Autumn Salad with Butternut Squash

I made this fall salad for a Thanksgiving potluck, wanting to use mostly seasonal ingredients. Any squash would work, but I am partial to the sweetness and color of butternut. I like salads to have a combination of cooked and raw, sweet and salty, soft and crunchy. Judging by the demands for the recipe, I think it was a winner!

Prep Time:
20 mins
Cook Time:
25 mins
Total Time:
45 mins
8 servings


Roasted Butternut Squash:

  • 4 cups butternut squash, 1-inch cubes

  • 2 tablespoons olive oil

  • salt and ground black pepper to taste

Smoky Pumpkin Seeds:

  • 1 teaspoon olive oil

  • ½ cup raw pumpkin seeds

  • ½ teaspoon sea salt

  • ¼ teaspoon smoked paprika

  • ¼ teaspoon ground cumin

  • 2 teaspoons maple syrup

Balsamic Maple Vinaigrette:

  • ¼ cup aged balsamic vinegar

  • ¼ cup extra-virgin olive oil

  • 2 tablespoons maple syrup

  • 1 tablespoon brown sugar

  • 1 clove garlic, minced

  • ½ teaspoon salt

  • ½ teaspoon crushed black pepper


  • 1 (6 ounce) package mixed greens

  • 2 Fuyu persimmons, peeled and sliced crosswise into 1/8-inch slices

  • 1 (4 ounce) package crumbled feta cheese

  • 1 cup pomegranate seeds


  1. Preheat the oven to 400 degrees F (200 degrees C). Line a baking sheet with parchment paper.

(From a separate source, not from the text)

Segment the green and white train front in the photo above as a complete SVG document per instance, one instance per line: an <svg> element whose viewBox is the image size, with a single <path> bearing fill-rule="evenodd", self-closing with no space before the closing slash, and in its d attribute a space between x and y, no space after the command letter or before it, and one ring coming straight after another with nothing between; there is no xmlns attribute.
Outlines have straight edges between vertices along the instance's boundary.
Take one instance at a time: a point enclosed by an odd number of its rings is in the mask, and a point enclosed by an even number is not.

  2. Toss butternut squash with olive oil, salt, and pepper. Spread out on the prepared baking sheet.

  3. Roast in the preheated oven until browned on the edges, stirring halfway through, 20 to 30 minutes. Let cool to room temperature.

  4. Meanwhile, prepare pumpkin seeds. Heat oil in a small frying pan over medium heat. Add pumpkin seeds, salt, paprika, and cumin. Cook, stirring often, until fragrant, 2 to 3 minutes. Add maple syrup, stir to coat, and remove from heat.

  5. Combine balsamic vinegar, olive oil, maple syrup, brown sugar, garlic, salt, and pepper in a glass jar with a screw-top lid. Tighten lid and shake vigorously to emulsify dressing.

  6. Layer mixed greens, persimmons, cooled butternut squash, feta, pomegranate seeds, and pumpkin seeds on a large platter. Drizzle 1 to 2 tablespoons of vinaigrette over salad and serve remainder alongside.

Cook's Note:

Squash, pumpkin seeds, and vinaigrette can all be prepared a few days before serving.

Nutrition Facts (per serving)

248 Calories
15g Fat
27g Carbs
4g Protein
Nutrition Facts
Servings Per Recipe 8
Calories 248
% Daily Value *
Total Fat 15g 19%
Saturated Fat 4g 19%
Cholesterol 13mg 4%
Sodium 446mg 19%
Total Carbohydrate 27g 10%
Dietary Fiber 2g 9%
Total Sugars 14g
Protein 4g
Vitamin C 24mg 122%
Calcium 130mg 10%
Iron 3mg 16%
Potassium 487mg 10%

* Percent Daily Values are based on a 2,000 calorie diet. Your daily values may be higher or lower depending on your calorie needs.

** Nutrient information is not available for all ingredients. Amount is based on available nutrient data.

(-) Information is not currently available for this nutrient. If you are following a medically restrictive diet, please consult your doctor or registered dietitian before preparing this recipe for personal consumption.